# BVI Flotilla Pirates video



## Saildoggie (Aug 16, 2008)

Just back from 11 days of sailing in the BVI's aboard Galeaux, a new Voyage 500 cat.

We had several group events events including a dinner at Pirates and the 3rd. annual Dinghy Poker Run.

One of our participants, Boatjunkie put this awesome video together!

Pirates n Poker Run


----------



## montenido (May 14, 2008)

*Well Done Doggie!!!!!!*

Mark, thanks for posting the video.

My family is still bummed that we had to cancel on short notice. My sister is still hanging tough, so I am glad I stayed home.

Are the other links to pictures of this trip? I have to show these to my family, as if they didn't already know what a great time they missed.

Oh well, maybe next year? We would still love to tag along...

Welcome back, Bill


----------



## Saildoggie (Aug 16, 2008)

We sure missed you, especially in the race to Anegada!
already inked June 28 2011 for the 4th. Annual Dinghy Poker Run at Leverick Bay, already re-booked Galeaux and have a full crew!!!

Best to your family during these hard times with your sister.

I hope voyage took care of you in this situation and gave you full credit fior a future charter.

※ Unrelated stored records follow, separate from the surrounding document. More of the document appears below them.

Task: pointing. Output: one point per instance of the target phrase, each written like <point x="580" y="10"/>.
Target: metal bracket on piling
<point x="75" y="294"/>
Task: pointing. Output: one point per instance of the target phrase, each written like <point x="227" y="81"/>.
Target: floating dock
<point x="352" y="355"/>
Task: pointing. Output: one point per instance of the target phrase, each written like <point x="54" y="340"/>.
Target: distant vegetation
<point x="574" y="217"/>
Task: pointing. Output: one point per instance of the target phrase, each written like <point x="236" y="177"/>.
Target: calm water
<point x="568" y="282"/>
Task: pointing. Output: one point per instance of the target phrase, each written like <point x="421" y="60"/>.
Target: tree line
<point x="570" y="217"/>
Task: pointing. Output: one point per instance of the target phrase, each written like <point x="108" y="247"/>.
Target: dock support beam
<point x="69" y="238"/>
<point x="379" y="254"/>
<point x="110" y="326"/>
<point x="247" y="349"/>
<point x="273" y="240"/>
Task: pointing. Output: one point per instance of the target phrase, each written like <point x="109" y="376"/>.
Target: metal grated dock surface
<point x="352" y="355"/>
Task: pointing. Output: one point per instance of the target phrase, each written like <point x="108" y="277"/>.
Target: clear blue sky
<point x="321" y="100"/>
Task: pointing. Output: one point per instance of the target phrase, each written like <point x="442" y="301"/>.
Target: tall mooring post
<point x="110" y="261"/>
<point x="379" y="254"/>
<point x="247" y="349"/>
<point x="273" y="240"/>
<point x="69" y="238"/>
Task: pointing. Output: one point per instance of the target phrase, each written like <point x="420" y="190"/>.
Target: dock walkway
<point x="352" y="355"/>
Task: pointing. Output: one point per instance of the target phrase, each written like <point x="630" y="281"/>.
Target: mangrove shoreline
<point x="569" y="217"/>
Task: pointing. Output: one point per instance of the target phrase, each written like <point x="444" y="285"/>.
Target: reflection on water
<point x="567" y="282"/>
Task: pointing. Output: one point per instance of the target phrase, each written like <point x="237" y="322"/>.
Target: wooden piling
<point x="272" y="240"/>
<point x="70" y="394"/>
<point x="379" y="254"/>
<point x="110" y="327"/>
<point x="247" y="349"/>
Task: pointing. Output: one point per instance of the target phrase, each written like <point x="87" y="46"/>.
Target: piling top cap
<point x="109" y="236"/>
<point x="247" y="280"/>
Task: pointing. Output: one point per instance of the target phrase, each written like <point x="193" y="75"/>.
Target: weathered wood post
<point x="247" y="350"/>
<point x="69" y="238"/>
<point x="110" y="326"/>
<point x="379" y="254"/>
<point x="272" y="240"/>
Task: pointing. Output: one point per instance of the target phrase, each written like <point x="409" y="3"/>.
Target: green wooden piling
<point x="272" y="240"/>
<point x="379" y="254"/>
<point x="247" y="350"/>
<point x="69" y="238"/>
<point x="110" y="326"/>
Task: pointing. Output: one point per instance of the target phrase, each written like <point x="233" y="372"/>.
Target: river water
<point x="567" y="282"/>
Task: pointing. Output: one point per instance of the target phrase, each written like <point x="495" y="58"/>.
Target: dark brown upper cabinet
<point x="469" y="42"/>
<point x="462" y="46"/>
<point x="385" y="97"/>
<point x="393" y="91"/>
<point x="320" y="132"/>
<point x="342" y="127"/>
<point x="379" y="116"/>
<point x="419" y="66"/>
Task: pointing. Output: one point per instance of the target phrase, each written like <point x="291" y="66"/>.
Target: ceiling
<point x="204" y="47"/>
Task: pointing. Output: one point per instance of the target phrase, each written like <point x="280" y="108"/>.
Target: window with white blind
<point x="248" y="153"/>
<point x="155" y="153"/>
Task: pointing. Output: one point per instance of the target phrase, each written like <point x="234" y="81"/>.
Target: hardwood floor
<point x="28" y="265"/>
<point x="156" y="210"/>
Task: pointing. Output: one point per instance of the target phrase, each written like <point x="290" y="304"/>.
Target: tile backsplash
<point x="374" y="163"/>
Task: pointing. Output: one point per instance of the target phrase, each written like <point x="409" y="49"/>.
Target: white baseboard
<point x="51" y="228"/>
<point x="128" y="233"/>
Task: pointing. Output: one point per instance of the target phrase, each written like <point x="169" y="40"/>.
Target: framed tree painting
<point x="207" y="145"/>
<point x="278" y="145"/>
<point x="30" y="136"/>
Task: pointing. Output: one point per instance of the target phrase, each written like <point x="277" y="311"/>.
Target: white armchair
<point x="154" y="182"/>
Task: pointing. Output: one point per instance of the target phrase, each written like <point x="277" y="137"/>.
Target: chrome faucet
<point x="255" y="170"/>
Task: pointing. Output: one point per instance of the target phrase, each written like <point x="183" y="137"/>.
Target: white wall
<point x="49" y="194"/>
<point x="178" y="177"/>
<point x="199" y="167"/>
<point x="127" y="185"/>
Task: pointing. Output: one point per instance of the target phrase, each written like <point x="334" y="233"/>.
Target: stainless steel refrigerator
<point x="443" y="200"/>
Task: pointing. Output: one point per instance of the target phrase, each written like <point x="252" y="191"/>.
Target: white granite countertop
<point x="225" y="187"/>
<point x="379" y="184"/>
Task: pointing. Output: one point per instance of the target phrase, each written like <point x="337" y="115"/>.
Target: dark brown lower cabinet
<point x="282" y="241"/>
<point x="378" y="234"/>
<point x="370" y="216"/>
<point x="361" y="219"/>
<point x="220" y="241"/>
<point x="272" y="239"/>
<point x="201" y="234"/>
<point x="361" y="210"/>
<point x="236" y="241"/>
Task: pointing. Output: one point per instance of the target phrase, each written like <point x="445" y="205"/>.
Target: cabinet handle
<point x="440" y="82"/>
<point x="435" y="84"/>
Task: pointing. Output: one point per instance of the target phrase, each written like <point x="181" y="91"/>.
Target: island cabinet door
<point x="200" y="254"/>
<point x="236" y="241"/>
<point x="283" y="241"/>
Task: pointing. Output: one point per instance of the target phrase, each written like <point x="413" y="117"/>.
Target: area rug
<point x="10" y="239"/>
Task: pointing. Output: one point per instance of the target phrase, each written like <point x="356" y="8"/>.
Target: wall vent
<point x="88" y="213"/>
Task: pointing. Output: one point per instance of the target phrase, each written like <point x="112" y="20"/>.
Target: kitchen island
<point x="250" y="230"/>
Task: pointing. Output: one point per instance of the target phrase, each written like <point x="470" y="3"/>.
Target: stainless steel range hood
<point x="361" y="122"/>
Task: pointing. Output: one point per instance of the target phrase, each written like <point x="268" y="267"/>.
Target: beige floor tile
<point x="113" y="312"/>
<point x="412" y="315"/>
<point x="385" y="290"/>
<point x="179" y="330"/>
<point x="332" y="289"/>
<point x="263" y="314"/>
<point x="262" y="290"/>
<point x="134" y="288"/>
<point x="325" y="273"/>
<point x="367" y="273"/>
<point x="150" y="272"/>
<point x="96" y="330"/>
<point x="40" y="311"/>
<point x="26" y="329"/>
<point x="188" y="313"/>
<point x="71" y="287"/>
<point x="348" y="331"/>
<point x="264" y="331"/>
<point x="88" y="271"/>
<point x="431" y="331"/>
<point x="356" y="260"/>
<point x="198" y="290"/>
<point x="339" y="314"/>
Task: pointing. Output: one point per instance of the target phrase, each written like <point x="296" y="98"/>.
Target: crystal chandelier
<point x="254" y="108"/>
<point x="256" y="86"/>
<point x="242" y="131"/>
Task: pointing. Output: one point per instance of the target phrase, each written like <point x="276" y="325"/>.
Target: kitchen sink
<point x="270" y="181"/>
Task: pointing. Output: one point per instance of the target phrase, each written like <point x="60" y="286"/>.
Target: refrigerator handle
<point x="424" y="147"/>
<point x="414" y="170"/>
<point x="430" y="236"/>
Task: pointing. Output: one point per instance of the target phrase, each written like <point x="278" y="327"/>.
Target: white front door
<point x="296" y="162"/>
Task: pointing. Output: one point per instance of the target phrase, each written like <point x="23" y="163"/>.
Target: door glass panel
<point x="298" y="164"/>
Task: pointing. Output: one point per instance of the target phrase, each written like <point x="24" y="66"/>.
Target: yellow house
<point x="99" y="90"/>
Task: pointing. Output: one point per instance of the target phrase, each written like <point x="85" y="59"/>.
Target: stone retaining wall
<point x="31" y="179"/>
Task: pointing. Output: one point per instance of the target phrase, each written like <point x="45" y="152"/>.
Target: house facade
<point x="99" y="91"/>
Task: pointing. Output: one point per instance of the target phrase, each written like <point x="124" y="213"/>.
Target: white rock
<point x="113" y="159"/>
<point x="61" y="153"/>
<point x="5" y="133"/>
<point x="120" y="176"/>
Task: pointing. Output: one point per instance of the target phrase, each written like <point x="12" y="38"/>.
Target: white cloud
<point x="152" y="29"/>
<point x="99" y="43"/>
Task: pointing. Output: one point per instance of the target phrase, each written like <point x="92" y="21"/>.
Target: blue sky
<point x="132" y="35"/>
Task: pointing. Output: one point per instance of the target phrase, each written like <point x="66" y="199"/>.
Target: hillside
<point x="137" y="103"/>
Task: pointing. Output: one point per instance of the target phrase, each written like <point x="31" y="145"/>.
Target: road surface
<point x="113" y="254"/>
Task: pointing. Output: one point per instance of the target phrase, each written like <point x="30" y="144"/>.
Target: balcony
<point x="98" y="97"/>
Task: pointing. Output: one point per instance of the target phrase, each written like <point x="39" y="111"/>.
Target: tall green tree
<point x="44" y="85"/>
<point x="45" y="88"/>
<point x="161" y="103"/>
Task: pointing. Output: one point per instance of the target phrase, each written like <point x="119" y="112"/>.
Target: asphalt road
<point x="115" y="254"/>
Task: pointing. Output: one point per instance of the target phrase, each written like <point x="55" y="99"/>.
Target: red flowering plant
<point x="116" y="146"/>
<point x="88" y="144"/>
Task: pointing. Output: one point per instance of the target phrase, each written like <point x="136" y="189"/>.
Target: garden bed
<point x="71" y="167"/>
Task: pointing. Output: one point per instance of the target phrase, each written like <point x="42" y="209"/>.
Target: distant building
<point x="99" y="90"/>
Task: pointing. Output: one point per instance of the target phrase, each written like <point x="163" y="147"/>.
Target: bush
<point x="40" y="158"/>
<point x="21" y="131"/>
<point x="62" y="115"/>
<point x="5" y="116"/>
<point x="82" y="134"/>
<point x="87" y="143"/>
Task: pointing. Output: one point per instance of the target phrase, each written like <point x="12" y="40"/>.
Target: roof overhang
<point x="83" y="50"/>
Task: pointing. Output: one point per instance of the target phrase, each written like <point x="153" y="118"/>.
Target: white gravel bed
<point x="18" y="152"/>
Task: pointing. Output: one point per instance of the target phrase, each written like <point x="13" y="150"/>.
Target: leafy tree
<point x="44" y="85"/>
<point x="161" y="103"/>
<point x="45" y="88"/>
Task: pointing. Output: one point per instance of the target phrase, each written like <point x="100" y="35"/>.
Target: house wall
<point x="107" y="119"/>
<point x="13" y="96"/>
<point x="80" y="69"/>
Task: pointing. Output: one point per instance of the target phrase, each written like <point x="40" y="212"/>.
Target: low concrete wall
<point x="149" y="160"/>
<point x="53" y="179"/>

Anyone interested in joining our BVI Flotilla late June 2011 let me know, we know how to have FUN!!!


----------



## montenido (May 14, 2008)

*We're In for 2011!!*

Hi Saildoggie,

I just got off the phone with Kathleen. We have reserved "Wind Dancer" for the same dates that you have next summer. Can we come along? Please? Please?

We can't wait.    

Thanks, Bill


----------



## Saildoggie (Aug 16, 2008)

Yep and Yep, We have a sleep aboard June 25 and sail the morning of June 26 until July 6.
Te dinghy Poker Run is already inked for June 28, 2011!!!!
Wind Dancer is a Voyage 440, we can have some fun racing, you are a bit quicker than the 500 in lighter air and we will be quicker in heavier air.

We already have a full, fun crew set up, bring it ON!


----------